The new rule also means teams can win by the mercy rule (A lead of 10 runs or greater) in the fifth inning, instead of the seventh. How many times has a game been all but determined, only to watch a series of pitchers trotted out to the mound for more humiliation?

American Legion teams in District 13 already are dealing with a major rules change as directed by the state by using wooden bats instead of the aluminium ones they’ve used for decades. Combine that change with playing fewer innings, and pitchers in the district are probably breathing a sigh of relief.

“It’s a huge impact,” Festus American Legion Post 253 head coach Zac Bone said of playing fewer innings. “When you get into the postseason and into a double-elimination format, you have to have a ton of depth on the mound, and we have depth, but those are two huge innings. I think you see more lead changes in those eighth and ninth innings than you do at the college level.”

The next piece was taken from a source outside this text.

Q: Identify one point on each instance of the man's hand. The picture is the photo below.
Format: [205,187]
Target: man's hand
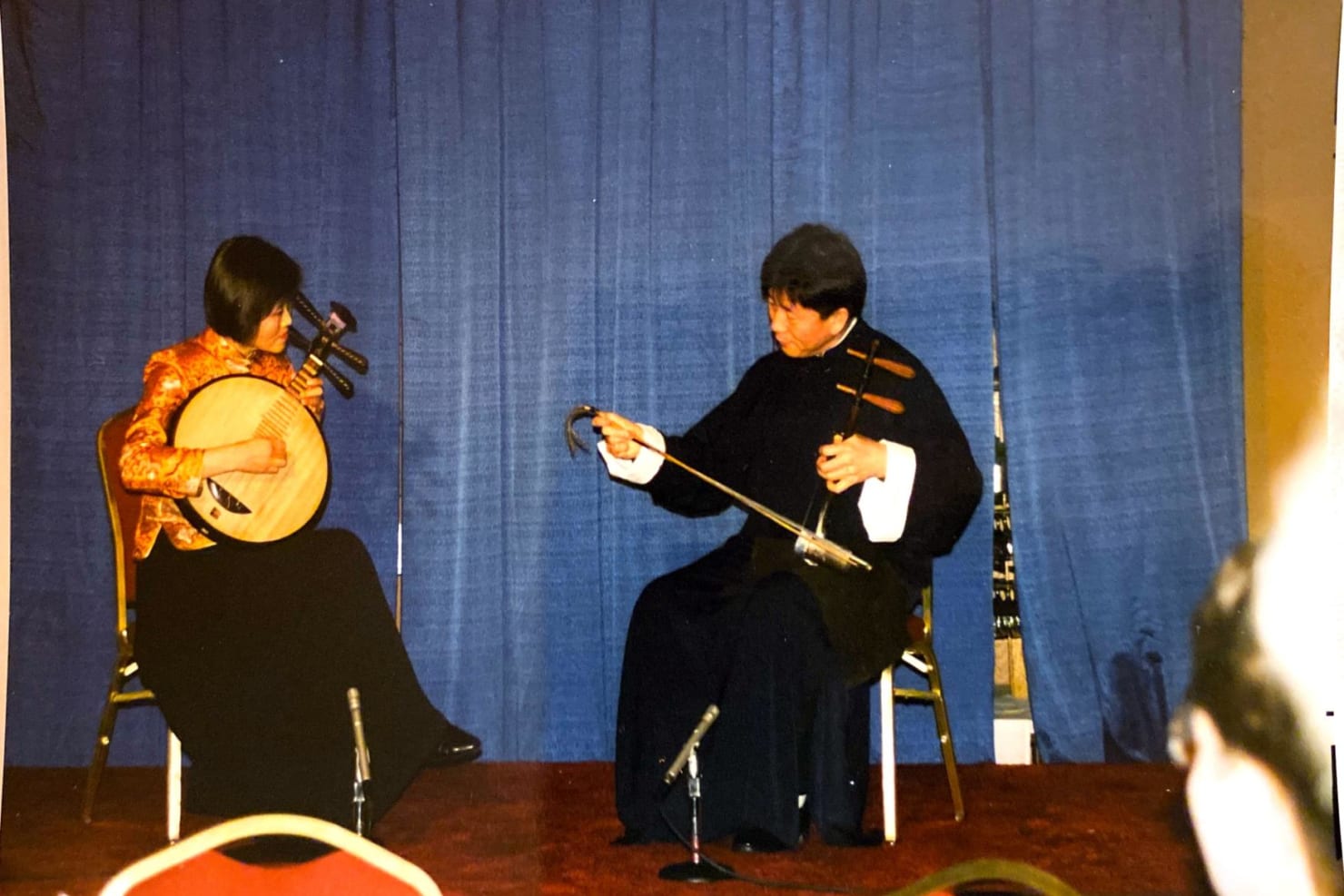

Bone consistently says that American Legion baseball isn’t in dire straits when it comes to attracting players, but playing seven-inning games will surely help.

“Anybody who tells you that American Legion baseball is dying isn’t reading the newspaper,” Bone said. “There’s more teams than there’s ever been. The product you saw on the field (June 10 against Ste. Genevieve) is as good as you’ll see anywhere.

“I don’t fault anybody for trying to make an honest buck, but I think there are a lot of non-Legion programs out there are promising things they can’t deliver in exchange for writing a check and that’s not right. To me this a very pure form of baseball with volunteers coaching and it’s the best thing going as far as I’m concerned.”

Bone and Ste. Genevieve head coach Junie Basler are co-commissioners of District 13 this year. Basler said playing seven innings instead of nine is a major change because coaches will manage games differently.

“I like the nine-inning game better but the good thing about seven innings is it’s easier on pitchers’ arms,” Basler said. “I get all that. As an old-timer, I still like the nine-inning game.

“In the past, it’s all been about who has the most pitching. Now you’ll get complete games. You didn’t get a lot of them in nine innings where you had to burn two or three pitchers.”